Набегавшись во дворе, мы вваливались в квартиру, куда вскоре приходили учительницы французского и музыки. Дети учиться не хотели, ленились, а я была особо неспособна к музыке и долго не понимала, зачем нужно учить иностранные языки.
Пятнадцать синих томов стоят на полке, и во всех томах — фотографии писателя, сделанные в разные годы. Я всматривалась в черты лица то хмурого, то просто усталого человека, пытаясь вызвать в себе родственные чувства. А когда прочла в первый раз повесть «Ибикус», то ощутила преступную семейственную связь с автором: это написала я. Вернее, я хотела бы так написать.
И сегодня людям не дает покоя наша фамилия.
Сдаю белье в прачечную.
— Как фамилия? — спрашивает приемщица.
— Я же написала в квитанции — Толстая.
Женщина перестает считать наволочки.
— Толстой — это кто, Горький?
Ее начитанная напарница выходит ко мне из-за перегородки.
— Скажите, а правда, что Алексей Толстой — это псевдоним? Как его на самом деле звали?
Мне хочется ответить: «Настоящая фамилия Чехов, а по матери Достоевский». Я расплачиваюсь и ухожу, потому что больше не могу отвечать на такие вопросы.
В той комнате в Елабуге, где я, не к месту родившаяся в сорок третьем году, лежала в корзине, дедушка Михаил Леонидович Лозинский заканчивал перевод дантовского «Рая». Комната была проходная, освещалась коптилкой, на стенах проступал лед.
Копировальной бумаги в Елабуге было не достать, и сын Лозинского, с трудом раздобыв копирку, прислал телеграмму с радостным известием. На телеграфном бланке стояло: «Жопировальную бумагу выслал». Ниже была пометка почтового отделения: «Жопировальная.

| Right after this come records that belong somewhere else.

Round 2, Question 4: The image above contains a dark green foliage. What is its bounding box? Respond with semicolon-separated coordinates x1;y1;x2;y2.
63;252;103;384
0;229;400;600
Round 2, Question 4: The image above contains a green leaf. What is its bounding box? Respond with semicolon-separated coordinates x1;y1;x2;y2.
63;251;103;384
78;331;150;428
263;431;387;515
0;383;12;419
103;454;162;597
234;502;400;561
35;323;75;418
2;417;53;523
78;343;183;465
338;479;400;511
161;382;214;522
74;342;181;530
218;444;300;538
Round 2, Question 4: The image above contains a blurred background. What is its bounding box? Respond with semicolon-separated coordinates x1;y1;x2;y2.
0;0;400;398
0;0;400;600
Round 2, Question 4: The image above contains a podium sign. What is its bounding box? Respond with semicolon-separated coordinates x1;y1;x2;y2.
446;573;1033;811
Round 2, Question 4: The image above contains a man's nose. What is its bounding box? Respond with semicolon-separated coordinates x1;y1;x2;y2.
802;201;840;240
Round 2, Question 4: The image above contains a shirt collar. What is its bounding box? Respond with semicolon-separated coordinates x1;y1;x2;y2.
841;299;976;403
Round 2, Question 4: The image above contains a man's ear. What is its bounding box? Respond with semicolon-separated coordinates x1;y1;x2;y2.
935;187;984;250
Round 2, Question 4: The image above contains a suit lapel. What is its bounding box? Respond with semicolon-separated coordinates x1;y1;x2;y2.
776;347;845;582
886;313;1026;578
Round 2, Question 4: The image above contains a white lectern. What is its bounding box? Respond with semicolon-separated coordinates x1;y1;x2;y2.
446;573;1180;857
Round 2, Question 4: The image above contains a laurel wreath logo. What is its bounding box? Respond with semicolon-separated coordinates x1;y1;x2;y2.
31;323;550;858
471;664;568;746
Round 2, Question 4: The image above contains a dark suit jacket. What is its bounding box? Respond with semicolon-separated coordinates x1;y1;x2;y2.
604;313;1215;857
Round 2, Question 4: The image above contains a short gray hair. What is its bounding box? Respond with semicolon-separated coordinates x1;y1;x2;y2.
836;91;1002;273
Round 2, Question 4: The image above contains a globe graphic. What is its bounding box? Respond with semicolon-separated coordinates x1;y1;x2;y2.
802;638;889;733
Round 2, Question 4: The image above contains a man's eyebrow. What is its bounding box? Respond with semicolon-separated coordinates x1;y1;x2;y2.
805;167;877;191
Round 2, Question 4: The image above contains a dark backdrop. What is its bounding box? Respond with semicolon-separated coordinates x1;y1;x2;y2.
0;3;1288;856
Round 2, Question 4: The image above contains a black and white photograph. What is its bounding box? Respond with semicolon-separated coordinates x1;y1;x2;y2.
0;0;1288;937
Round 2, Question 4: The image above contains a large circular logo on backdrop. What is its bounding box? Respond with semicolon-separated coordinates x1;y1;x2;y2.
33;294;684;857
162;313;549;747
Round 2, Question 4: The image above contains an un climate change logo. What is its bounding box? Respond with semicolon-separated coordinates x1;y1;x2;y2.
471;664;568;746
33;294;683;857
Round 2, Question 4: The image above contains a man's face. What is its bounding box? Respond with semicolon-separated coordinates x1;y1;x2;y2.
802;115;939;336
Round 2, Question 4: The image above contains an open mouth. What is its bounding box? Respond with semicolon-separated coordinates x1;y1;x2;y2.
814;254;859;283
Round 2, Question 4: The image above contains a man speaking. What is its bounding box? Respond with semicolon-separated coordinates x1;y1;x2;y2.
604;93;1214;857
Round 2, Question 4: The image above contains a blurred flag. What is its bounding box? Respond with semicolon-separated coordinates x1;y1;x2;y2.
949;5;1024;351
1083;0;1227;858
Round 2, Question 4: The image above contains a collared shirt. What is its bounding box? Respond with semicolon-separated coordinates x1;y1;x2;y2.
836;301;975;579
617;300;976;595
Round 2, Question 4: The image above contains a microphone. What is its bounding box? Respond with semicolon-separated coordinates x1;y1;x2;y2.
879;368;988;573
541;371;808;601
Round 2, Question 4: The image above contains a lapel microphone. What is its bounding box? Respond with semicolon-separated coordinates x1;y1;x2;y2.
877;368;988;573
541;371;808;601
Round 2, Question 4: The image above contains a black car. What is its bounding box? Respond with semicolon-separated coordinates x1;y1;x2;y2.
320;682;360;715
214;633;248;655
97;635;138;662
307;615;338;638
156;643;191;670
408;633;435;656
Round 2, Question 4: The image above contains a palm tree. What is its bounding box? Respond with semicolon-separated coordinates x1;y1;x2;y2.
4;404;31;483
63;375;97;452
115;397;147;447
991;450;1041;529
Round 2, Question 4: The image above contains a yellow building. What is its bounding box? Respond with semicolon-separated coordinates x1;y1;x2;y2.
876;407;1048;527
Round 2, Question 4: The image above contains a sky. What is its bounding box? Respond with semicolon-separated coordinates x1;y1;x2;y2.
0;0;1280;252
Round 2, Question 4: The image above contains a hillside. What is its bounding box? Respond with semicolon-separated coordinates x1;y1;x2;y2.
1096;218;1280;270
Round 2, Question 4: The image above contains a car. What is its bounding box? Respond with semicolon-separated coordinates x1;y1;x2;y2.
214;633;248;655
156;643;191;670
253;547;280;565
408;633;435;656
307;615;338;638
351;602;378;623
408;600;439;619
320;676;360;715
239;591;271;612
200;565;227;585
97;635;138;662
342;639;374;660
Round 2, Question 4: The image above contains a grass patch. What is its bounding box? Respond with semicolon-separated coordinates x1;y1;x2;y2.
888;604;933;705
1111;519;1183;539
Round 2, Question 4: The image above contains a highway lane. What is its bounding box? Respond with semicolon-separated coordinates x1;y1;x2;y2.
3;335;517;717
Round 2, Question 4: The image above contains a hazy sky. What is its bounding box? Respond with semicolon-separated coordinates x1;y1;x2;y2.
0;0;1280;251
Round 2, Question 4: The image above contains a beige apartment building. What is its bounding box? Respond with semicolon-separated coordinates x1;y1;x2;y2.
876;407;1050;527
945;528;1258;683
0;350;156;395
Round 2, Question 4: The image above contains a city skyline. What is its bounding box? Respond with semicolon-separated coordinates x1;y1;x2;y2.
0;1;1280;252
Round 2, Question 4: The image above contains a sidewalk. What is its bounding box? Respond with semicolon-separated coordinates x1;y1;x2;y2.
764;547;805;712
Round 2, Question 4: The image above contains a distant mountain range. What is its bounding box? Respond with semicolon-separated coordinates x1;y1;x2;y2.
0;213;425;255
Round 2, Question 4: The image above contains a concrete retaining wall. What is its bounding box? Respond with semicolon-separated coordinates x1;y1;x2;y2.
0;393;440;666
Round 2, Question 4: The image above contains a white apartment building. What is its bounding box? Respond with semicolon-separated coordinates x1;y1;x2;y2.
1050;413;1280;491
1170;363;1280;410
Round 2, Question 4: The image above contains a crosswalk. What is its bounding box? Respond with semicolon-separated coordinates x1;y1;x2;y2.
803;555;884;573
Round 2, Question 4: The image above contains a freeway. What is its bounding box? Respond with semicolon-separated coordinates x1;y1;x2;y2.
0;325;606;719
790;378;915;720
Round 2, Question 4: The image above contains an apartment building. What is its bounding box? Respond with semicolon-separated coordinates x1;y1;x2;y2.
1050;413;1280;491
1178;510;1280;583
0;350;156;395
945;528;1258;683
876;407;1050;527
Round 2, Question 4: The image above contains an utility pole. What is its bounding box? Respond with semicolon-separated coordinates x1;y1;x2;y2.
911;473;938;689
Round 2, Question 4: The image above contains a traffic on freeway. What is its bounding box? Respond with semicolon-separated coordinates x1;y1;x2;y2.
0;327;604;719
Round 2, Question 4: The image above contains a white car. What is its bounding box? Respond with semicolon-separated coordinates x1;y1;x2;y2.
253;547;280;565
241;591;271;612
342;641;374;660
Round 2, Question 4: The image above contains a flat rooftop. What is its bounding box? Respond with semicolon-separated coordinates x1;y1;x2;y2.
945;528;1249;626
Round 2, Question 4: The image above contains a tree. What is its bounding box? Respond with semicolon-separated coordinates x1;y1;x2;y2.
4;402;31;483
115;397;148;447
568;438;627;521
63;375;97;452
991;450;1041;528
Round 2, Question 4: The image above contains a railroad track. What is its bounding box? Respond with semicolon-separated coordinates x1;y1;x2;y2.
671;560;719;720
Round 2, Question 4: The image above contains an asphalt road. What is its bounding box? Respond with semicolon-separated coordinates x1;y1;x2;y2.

Так». С тех пор копировальную бумагу в нашей семье иначе не называли.
Из эвакуации Михаил Леонидович и Татьяна Борисовна вернулись в свою прежнюю квартиру на Кировском проспекте. У Татьяны Борисовны были любимцы; Герцен, Чернышевский и Добролюбов. Потом я обнаружила, что Александр Иванович — замечательный писатель, а Николай Гаврилович — наоборот, но бабушка любила их одинаково и жила по их заветам: долг гражданина — помочь товарищу в беде. А в беду в те чудесные послевоенные годы попадали почти все, кто уцелел в тридцатые. В квартире на Кировском было тихо: дедушка работал. Бабушка Лозинская с укором смотрела на вольную, безмятежную жизнь толстовских детей. Лучше бы сели за книгу или помогли неимущим.
Летом мы вместе с Лозинскими жили на даче в Кавголове. Дедушка появлялся к обеду и общался с внуками, как с друзьями: с уважением и интересом. Вечерами мы играли в буриме, писали рассказы или повторяли за дедушкой скороговорки из его детства: «Вы не видели ли, Лили, лили ли лилипуты воду?», «„Ну-ка, детка“, — дед кадетику сказал». Мне было одиннадцать лет, когда Михаил Леонидович спросил меня: «Как ты думаешь, можно ли написать: „Она взяла себя в руки и села за стол“»? Перед ним лежала книга одной ленинградской писательницы. Я не знала, как ответить, чтобы дедушка остался мной доволен, и надолго задумалась. Он улыбнулся и погладил меня по голове.